Bobo Maroni, quando gli hanno annunciato che Berlusconi tornerà in campo, ha commentato ironico: “Dove? A San Siro?”. Aveva ragione: la prima mossa del redivivo Cavaliere è stata proprio compiuta (figurativamente parlando) nello stadio del suo Milan, con l’annuncio di aver ceduto ai francesi del Paris Saint Germain – squadra di proprietà dell’emiro del Quatar – due dei suoi più preziosi gioielli di famiglia: Zlatan Ibrahimovic e Thiago Silva, ovvero uno degli attaccanti e uno dei difensori centrali più forti del mondo. Quelli, come si usa dire, che fanno la differenza. Questione di soldi: l’operazione vale all’incirca 150 milioni di euro, una indispensabile boccata d’ossigeno per rimettere a posto un disastrato bilancio.

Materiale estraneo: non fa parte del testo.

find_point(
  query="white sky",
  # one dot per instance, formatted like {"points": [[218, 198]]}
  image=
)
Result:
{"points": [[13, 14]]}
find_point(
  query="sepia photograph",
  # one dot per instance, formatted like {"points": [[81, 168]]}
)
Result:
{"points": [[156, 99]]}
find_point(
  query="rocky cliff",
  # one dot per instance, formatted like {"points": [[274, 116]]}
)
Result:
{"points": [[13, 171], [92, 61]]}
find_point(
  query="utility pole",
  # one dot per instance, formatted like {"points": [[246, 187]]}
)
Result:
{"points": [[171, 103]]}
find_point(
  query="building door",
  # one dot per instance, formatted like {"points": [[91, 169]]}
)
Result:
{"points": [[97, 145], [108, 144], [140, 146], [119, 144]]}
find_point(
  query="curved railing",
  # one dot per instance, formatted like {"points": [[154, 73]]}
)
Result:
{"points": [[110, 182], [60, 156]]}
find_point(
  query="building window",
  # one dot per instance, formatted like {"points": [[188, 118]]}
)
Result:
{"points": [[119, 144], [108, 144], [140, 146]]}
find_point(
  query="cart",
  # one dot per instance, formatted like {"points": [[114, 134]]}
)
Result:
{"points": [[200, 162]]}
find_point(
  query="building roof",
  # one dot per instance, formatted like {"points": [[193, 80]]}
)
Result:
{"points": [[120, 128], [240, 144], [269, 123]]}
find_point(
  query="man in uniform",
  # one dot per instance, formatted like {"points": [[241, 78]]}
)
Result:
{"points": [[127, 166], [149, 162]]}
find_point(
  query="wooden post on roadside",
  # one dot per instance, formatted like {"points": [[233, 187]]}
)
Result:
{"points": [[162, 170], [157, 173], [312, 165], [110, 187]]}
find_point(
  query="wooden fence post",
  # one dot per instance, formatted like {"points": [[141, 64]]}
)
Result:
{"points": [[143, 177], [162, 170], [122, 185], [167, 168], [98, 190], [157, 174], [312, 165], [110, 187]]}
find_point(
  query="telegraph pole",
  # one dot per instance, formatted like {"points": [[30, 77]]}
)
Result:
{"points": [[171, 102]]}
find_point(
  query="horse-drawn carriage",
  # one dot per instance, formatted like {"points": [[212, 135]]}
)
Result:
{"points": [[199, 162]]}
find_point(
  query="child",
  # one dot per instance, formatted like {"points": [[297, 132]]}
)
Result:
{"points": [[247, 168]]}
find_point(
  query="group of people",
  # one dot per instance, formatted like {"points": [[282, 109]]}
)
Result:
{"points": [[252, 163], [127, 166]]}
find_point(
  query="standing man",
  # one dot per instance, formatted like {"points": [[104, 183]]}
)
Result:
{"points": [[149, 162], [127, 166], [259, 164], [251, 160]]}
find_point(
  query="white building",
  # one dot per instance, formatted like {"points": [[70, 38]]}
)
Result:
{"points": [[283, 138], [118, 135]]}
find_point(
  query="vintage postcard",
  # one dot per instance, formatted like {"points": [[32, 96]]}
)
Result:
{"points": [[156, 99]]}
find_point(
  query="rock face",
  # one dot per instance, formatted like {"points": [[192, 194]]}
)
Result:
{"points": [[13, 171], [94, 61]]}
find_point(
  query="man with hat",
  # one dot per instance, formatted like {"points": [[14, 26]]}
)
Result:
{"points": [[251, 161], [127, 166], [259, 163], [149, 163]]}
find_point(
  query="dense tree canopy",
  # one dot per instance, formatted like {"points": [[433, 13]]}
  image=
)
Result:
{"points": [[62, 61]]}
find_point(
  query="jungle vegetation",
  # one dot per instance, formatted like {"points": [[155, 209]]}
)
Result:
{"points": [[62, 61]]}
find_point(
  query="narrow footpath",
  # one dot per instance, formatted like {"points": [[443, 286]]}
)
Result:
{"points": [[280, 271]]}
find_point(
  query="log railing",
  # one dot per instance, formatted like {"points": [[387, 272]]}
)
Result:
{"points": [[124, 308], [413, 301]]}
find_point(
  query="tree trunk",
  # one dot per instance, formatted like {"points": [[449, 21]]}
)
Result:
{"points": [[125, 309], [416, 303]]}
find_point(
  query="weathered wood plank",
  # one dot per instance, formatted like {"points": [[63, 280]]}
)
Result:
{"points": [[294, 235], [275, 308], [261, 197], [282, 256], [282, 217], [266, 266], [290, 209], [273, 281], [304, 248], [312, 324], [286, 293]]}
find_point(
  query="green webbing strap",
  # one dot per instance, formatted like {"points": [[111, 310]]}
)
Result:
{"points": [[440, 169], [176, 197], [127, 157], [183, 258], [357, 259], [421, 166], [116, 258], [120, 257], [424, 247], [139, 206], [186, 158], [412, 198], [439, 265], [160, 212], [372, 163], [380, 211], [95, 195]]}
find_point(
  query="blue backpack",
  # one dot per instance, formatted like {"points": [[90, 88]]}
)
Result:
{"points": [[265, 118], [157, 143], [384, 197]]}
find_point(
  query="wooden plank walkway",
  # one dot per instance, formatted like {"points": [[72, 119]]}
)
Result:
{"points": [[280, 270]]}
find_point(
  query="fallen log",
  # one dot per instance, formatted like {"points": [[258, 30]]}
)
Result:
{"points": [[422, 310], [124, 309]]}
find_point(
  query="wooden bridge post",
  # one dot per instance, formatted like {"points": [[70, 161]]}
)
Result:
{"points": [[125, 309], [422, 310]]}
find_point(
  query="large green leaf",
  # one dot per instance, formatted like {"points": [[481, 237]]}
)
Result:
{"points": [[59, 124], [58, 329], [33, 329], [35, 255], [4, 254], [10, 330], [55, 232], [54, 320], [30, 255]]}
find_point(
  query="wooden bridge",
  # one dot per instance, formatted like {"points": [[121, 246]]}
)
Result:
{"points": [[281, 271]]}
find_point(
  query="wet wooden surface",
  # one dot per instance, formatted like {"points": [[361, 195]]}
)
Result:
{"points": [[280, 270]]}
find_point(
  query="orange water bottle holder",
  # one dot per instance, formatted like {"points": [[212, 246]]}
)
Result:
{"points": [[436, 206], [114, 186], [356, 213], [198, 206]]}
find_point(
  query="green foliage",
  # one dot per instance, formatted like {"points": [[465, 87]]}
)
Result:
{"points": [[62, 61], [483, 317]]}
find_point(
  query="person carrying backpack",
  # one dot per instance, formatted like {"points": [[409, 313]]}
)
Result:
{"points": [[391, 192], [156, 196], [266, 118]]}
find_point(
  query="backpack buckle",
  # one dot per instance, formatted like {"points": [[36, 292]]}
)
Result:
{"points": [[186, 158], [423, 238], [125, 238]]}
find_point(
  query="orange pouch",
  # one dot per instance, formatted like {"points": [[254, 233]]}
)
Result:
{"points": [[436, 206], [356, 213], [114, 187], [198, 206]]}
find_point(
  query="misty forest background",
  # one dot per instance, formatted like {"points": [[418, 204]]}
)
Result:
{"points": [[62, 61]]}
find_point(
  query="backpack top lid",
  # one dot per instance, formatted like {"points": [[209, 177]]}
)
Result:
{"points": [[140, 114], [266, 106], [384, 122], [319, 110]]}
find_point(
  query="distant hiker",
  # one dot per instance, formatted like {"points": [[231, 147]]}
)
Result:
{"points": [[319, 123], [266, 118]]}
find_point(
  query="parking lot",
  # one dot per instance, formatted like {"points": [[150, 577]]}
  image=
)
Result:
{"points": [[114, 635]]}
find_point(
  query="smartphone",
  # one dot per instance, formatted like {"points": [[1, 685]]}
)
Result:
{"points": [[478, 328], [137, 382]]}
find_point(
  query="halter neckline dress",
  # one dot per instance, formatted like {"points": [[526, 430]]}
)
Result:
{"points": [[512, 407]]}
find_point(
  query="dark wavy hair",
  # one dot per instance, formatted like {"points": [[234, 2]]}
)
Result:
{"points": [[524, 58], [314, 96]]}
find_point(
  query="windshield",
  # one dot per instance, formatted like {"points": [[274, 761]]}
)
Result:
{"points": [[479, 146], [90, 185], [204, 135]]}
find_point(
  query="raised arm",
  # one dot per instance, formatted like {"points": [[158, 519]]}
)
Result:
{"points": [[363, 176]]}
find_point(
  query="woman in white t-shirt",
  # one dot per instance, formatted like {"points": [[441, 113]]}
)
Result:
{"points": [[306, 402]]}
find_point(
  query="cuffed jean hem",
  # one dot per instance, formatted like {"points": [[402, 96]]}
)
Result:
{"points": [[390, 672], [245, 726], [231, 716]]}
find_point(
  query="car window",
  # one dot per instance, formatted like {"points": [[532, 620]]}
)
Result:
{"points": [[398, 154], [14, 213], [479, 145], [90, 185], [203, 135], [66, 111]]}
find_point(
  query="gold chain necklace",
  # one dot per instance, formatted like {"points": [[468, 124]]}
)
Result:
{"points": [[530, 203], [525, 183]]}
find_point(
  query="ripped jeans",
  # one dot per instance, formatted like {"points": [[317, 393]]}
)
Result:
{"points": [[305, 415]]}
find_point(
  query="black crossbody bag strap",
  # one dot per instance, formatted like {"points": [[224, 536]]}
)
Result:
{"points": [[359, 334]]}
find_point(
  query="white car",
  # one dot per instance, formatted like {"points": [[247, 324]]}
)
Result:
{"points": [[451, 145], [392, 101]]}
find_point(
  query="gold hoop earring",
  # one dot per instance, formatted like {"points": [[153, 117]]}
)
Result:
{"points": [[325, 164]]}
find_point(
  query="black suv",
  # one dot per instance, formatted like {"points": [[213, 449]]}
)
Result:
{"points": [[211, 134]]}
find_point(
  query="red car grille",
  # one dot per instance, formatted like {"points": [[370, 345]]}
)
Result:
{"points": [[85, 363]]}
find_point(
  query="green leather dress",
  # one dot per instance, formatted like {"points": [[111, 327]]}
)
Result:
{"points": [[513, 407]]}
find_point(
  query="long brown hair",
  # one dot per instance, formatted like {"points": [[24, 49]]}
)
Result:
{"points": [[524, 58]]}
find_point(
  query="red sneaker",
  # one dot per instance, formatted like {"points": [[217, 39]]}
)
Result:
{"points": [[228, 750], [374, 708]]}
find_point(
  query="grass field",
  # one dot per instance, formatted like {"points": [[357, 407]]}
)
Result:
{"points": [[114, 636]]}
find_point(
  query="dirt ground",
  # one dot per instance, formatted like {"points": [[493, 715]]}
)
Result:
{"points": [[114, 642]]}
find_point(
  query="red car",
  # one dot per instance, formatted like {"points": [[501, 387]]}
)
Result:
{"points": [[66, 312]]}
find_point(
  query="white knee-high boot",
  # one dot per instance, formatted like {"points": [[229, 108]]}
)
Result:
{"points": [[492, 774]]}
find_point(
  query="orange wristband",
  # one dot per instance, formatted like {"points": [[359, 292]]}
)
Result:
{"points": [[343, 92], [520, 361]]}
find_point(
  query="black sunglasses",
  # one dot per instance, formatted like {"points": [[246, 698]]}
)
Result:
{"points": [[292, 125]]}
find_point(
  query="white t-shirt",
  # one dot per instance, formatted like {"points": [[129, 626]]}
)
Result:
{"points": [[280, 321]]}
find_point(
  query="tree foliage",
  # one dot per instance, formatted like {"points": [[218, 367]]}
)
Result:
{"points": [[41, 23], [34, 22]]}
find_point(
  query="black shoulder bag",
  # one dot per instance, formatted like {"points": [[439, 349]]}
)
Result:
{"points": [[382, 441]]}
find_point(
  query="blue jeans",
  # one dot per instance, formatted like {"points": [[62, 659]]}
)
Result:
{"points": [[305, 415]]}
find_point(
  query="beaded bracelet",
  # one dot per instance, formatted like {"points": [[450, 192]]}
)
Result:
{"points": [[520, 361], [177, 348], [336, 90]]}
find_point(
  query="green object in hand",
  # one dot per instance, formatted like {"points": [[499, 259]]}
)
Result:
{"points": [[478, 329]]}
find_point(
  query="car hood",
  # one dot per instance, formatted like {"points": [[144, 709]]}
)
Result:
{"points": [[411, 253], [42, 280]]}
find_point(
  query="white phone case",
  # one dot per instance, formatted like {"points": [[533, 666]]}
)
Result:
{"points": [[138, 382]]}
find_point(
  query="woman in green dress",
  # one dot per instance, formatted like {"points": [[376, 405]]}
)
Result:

Perché stavolta, lui, il Cavaliere, non vuole (o non può) pagare più le follie del passato. Non può permettersi, di questi tempi, di indossare i panni di Pantalone, pronto ad allargare i cordoni della borsa. Per molti tifosi rossoneri è un vero colpo: percepiscono evidente il rischio di veder passare il loro glorioso club dalle stelle alle stalle. Sulla rete si affollano messaggi di questo tipo: ”Il numero 10 a Ibrahimovic e la fascia a Thiago Silva, le promesse si sono rivelate menzogne”. Oppure: “Rifare l’abbonamento? Per vedere chi? Una difesa da serie B?”.
Ora, quest’uomo che per quasi un ventennio ci ha raccontato menzogne (un milione di posti di lavoro, meno tasse per tutti) e che ha trascinato il nostro paese nella serie B europea, si ricandida alla guida del prossimo governo. Non c’è bisogno d’essere tifosi rossoneri per capire che è una nuova pericolosissima bufala.